Lemma 2 One has $|{\sf Hom}_K(K(\alpha),C)| \leq [K(\alpha):K]$, with equality iff $\alpha$ is separable over $K$.

Proof of lemma 2 Any $\sigma \in {\sf Hom}_K(K(\alpha),C)$ is uniquely defined by its value at $\alpha$, and this value must be a conjugate of $\alpha$, which yields the claimed inequality.

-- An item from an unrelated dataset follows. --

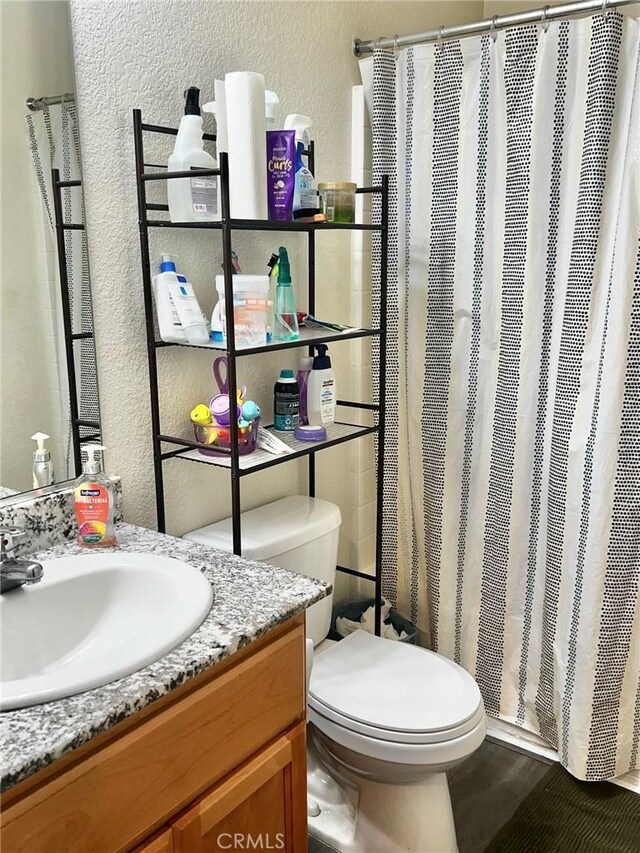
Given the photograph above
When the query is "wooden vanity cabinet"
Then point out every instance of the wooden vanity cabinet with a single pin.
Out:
(219, 764)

Conversely, for each conjugate $\bar{\alpha}$ of $\alpha$, there is a unique $\sigma \in {\sf Hom}_K(K(\alpha),C)$ sending $\alpha$ to $\bar{\alpha}$, QED.

Corollary 1 of lemma 2 If we have a tower of extensions $L_1/L_2/\ldots /L_r$ and each $L_i$ is $L_{i-1}(\alpha_i)$ for some $\alpha_i$, then $|{\sf Hom}_{L_r}(L_1,C)| \leq [L_1:L_r]$, with equality iff each $\alpha_i$ is separable over $L_{i-1}$.

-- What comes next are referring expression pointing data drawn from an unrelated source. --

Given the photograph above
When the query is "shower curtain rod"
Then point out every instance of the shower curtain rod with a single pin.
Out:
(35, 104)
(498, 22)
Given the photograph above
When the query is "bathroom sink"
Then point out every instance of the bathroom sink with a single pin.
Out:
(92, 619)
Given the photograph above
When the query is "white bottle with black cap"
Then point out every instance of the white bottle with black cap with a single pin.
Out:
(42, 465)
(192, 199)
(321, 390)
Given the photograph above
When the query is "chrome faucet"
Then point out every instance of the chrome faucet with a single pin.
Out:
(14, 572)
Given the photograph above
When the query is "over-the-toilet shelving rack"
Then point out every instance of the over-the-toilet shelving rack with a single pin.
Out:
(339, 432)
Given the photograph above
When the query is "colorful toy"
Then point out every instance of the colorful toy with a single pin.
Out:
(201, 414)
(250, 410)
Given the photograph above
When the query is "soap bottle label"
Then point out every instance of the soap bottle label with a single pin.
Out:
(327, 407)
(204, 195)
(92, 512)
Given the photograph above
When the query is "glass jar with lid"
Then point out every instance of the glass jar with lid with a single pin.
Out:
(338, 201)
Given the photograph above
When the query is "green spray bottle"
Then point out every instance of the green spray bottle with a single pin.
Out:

Corollary 2 (of Corollary 1 above) If we have an extension $L/K$ of finite degree, then $|{\sf Hom}_K(L,C)| \leq [L:K]$, with equality iff $L$ is separable over $K$.

All the properties you need follow from this last corollary.

As Ewan Delanoy, first note the following result

Lemma Let F be a field and $f(x)\in F[x]$ be an irreducible polynomial with $deg f(x)\geqslant 1$.Then (1) if $char(F)=0$, then $f(x)$ has no multiple roots; (2) if $char(F)=p>0$, then $f(x)$ has multiple roots iff $f(x)=g(x^p)$ for some $g(x)\in F[x]$.

Then the follwing steps will answer your question:

Step 1 Any algebraic extension of an characteristic zero field is separable.

By above lemma.

Step 2 Let $E/F$ be a field extension with $char(F)=p>0$, then an element $\alpha\in E$ is separable over $F$ iff $F(\alpha)=F(\alpha^p)$.

By disproof and above lemma

Step 3 If $\alpha$ is separable over $F$, $\beta$ is separable over $F(\alpha)$, then $\beta$ is separable over $F$.

Assume that $char(F)=p>0$, then show that $F(\beta)=F(\beta^p)$.

Step 4 Let $E/F$ be an algebraic extension and $S\subseteq E$ be a subset, then $F(S)/F$ is separable iff every element of $S$ is separable.

By inductive step to the case of Step 3.